As I worked from location to location soldering the joints, I was pleasantly surprised to find that I was able to produce a reasonable joint if I didn't rush.

I also found that the tip of the iron needed cleaning regularly, and used a damp Scotch Brite sponge to keep things flowing. The abrasive side was good at keeping the crud off the tip; and the spongy side acted like a classic soldering sponge.

Saturday, 8 January 2011

Shellac-ing the cabinet

First job was to start to lacquer the cabinet.

I could have easily bought a pre-lacquered cabinet, but what's the fun in that?

There are all sorts of forum posts about how to approach the lacquering, and I settled on the simple approach of using one coat of clear shellac to seal the edges and corners, and then a number of coats of amber shellac to give that vintage tone.

The clear shellac was easy to buy locally, and I found a reasonably cheap supplier of the amber online and placed an order.

I also read online that you can clean the brushes in denatured alcohol, and it's also useful to dilute the amber so that the color isn't so glaringly orange. So I put some on my shopping list.
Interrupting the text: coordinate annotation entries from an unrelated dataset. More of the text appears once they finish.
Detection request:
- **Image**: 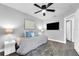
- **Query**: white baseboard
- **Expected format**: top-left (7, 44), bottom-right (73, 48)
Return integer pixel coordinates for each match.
top-left (48, 38), bottom-right (66, 44)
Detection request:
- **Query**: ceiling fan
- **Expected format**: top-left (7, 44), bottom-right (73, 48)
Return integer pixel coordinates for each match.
top-left (34, 3), bottom-right (55, 16)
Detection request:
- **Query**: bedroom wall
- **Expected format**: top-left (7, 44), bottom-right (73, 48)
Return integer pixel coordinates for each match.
top-left (74, 9), bottom-right (79, 54)
top-left (44, 18), bottom-right (65, 43)
top-left (0, 4), bottom-right (41, 49)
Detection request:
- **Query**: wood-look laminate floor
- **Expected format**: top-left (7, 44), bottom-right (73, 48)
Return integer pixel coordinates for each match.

The first coat was pretty easy. I took the cabinet apart (removed the speaker baffle, took off the handle and feet) and laid it all out on some newspaper, and proceeded to apply a coat of clear shellac.

It dries pretty quickly, so I was able to turn it all over and reach the parts I hadn't got to about an hour or so after the first pass.

Selecting a Champ kit

As I surfed around for a new guitar, I decided I wanted a vintage Fender Champ amplifier to go with it. It was high time to have some valves in my life.
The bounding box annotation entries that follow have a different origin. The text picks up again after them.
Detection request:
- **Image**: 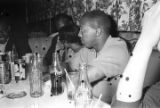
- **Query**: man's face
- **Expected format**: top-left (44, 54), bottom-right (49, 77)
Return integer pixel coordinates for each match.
top-left (79, 21), bottom-right (96, 48)
top-left (0, 24), bottom-right (8, 44)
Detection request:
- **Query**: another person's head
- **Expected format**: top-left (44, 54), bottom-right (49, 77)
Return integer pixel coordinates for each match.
top-left (79, 10), bottom-right (118, 48)
top-left (0, 17), bottom-right (10, 44)
top-left (59, 24), bottom-right (82, 51)
top-left (54, 14), bottom-right (73, 31)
As I Google-ed around for some information on which models were available in which years, and which years were considered better than others, I came across a very interesting forum post. Someone had built a Champ from a kit. Now there's an interesting idea!

I've always been a geek, and I'm somewhat proud of that. I used to de-solder pretty much anything and everything when I was a kid, so the idea of building a kit by following a set of instructions was not that daunting, and was definitely pretty exciting.

I channeled my Google activity away from vintage Champs, to vintage Champ kits. There are a number of companies out there that are putting these kits together, and most are clustered around the $500 price point for all the electronics, a speaker, and a chassis and cabinet for it all to live in.

The forums gently pointed me towards Marsh Amps, and this company also happened to offer some of the "options" that I was interested in. So I pulled the trigger on my order, and added an international power transformer (just in case I move back to Europe at some point), and also the Weber alnico speaker (which seems to get a pretty good writeup in the forums).

I also couldn't resist getting the Sprague capacitors. Even though I wasn't quite sure why I needed them.

It also seemed appropriate to get the "Marsh Amps" badge to put on the front. It wasn't right to put a Fender logo on there, and seeing as the good folk at Marsh had gone to effort of putting the kit together, their logo on the front was the right thing to do.

Marsh Amps provided me with the kit. Now all I have to do is build it.